Scarce map centered on Greeland and focusing on the passage in the North Atlantic from Europe to Hudson's Bay.

The map shows the location of where Henry (Jens) Munk wintered in 1619-20.

Jens Munk was a Danish explorer. On May 9 1619, he undertook a voyage on behalf of the King of Denkark, Christian IV, with 65 men and His Royal Majesty's two ships. His mission was to discover the Northwest Passage to the Indies and China. His crew included Rasmus Jensen, Church of Denmark priest today recognized to be the first Lutheran cleric in Canada.

Munk penetrated Davis Strait as far north as 69°, found Frobisher Bay, and then spent almost a month fighting his way through Hudson Strait. In September 1619 he found the entrance to Hudson Bay and spent the winter near the mouth of the Churchill River. The conditions killed all but Munk and 2 of his men. With these men, he sailed for home with the Lamprey on July 16, 1620, reaching Bergen, Norway, September 20, 1620.

Herman Moll Biography

Herman Moll (c. 1654-1732) was one of the most important London mapmakers in the first half of the eighteenth century.  Moll was probably born in Bremen, Germany, around 1654. He moved to London to escape the Scanian Wars. His earliest work was as an engraver for Moses Pitt on the production of the English Atlas, a failed work which landed Pitt in debtor's prison. Moll also engraved for Sir Jonas Moore, Grenville Collins, John Adair, and the Seller & Price firm. He published his first original maps in the early 1680s and had set up his own shop by the 1690s. 

Moll's work quickly helped him become a member of a group which congregated at Jonathan's Coffee House at Number 20 Exchange Alley, Cornhill, where speculators met to trade stock. Moll's circle included the scientist Robert Hooke, the archaeologist William Stuckley, the authors Jonathan Swift and Daniel Defoe, and the intellectually-gifted pirates William Dampier, Woodes Rogers and William Hacke. From these contacts, Moll gained a great deal of privileged information that was included in his maps. 
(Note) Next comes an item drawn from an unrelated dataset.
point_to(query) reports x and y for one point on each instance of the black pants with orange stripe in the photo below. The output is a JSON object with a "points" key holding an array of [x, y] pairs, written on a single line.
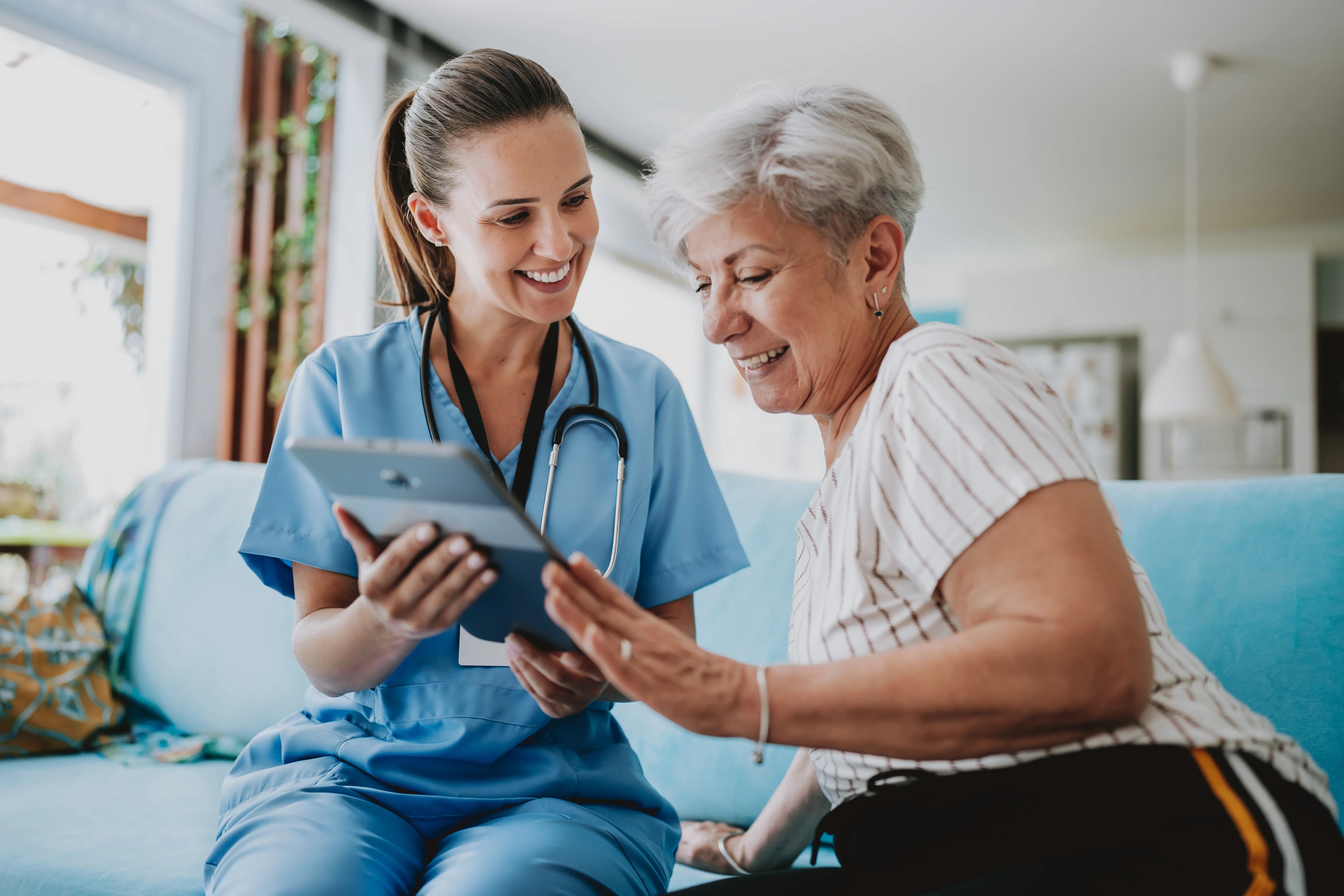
{"points": [[1120, 820]]}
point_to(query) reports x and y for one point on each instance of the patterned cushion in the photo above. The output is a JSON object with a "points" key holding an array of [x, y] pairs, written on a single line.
{"points": [[54, 691]]}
Over the course of his career, he published dozens of geographies, atlases, and histories, not to mention numerous sheet maps. His most famous works are Atlas Geographus, a monthly magazine that ran from 1708 to 1717, and The World Described (1715-54). He also frequently made maps for books, including those of Dampier’s publications and Swift’s Gulliver’s Travels. Moll died in 1732. It is likely that his plates passed to another contemporary, Thomas Bowles, after this death.